業界により大きく異なる経営幹部の給与・賞与体系 | Technolog.jp - ICTウェブマガジン

業界により大きく異なる経営幹部の給与・賞与体系

本日のCNETに「グーグルのトップ3人、2008年の年間給与は再び1ドル」という記事が掲載されており、思わず目が止まってしまいました。AIG幹部については大量の公的資金を受け入れながら巨額の賞与が支給されたということで世界中の怒りを買ったことは記憶に新しいですが、それとはまさに対称的な内容で、業界によりここまで違うのかと感じました。

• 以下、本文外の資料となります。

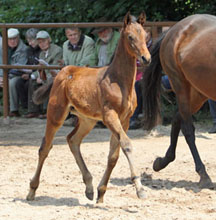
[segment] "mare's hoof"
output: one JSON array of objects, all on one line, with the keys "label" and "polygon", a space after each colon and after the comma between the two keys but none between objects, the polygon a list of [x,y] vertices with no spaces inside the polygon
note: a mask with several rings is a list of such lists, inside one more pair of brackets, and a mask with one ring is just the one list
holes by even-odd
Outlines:
[{"label": "mare's hoof", "polygon": [[210,178],[207,179],[200,179],[199,187],[201,189],[214,189],[214,185]]},{"label": "mare's hoof", "polygon": [[153,170],[154,171],[158,172],[161,169],[163,169],[162,161],[163,161],[163,159],[161,157],[158,157],[158,158],[155,159],[154,164],[153,164]]},{"label": "mare's hoof", "polygon": [[146,199],[146,195],[144,193],[144,189],[141,188],[140,190],[137,191],[137,196],[139,199]]},{"label": "mare's hoof", "polygon": [[30,189],[28,195],[26,196],[26,200],[33,201],[35,199],[35,190]]}]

金銭感覚や欲求については、業界もさることながら個人の価値観が大きな要因となるでしょう。グーグルは現在の経営幹部が創業者でもあるため、オープンソースや社会貢献に対し、高い共通認識を持っており、驚異的な利益を上げながらも自らの経営スタンスを保っています。

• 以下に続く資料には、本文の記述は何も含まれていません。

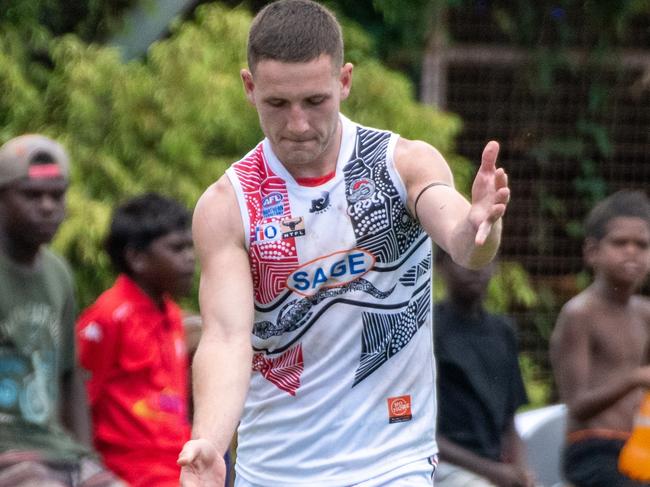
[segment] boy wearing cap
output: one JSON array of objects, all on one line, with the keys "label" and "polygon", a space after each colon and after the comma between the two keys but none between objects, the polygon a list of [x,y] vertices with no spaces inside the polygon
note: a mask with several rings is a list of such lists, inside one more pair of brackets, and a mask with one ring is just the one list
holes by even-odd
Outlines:
[{"label": "boy wearing cap", "polygon": [[63,427],[85,412],[71,386],[72,275],[46,247],[65,215],[68,170],[42,135],[0,148],[0,487],[123,485]]}]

Googleは、2005年以降は毎年、共同創設者のLarry Page氏とSergey Brin氏、最高経営責任者(CEO)のEric Schmidt氏に対して、「市場に見合った」給与を支給する方針を採用してきたものの、3人は2008年中、以前と同様に報酬を断ったことが、米国時間 3月24日に監査機関へ提出された書類から明らかになった。Googleは「Eric、Larry、Sergeyの3人は、自ら報酬を受け取ることを拒む決定を下し、引き続き1ドルの基本給のみを受け取ることを選んだ」と述べている。

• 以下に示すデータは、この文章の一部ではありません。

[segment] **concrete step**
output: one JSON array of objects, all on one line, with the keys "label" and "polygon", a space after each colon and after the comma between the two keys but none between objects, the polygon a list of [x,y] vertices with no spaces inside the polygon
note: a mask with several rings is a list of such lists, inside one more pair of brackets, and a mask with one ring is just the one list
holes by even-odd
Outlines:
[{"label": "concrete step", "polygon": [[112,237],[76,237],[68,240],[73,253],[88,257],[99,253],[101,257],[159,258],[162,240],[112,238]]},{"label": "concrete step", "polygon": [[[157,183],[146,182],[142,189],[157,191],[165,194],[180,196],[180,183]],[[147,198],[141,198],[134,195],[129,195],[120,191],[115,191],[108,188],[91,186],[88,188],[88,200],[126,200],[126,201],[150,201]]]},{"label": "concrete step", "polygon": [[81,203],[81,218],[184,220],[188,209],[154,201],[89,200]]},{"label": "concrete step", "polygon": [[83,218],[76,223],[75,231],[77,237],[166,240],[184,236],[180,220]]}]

上記はCNETからの抜粋になりますが、そうなってくるといったいどのように収入を得ているのか疑問が上がります。当然、個人的な貯えも物凄いのでしょうが、それだけでは生活のクオリティが落とさざるを得ません。CEOのエリック・シュミッツを代表とする経営幹部は大量の自社株を保有しており、そこからの配当金もそのひとつかもしれません。また、給与・賞与・株式供与とは別に手当として相当額を支給されているようなので、こういった部分で十分生活を維持していけるようです。

しかし、この状況をAIGに置き換えて考えると、多額の賞与以外にも様々な収入が発生していることになります。日本の年間国家予算クラスの国税が一企業に注入されながらそれを個人の収入に置き換えてしまっていることは信じられない状況です。

日本の株価もここ数日、上昇傾向にありますが、それが景気回復の兆しとは思えません。これからまだしばらくは続くこの経済情勢の改善のためにも大きな力を持つ企業の経営幹部が担う責任は非常に重たいものです。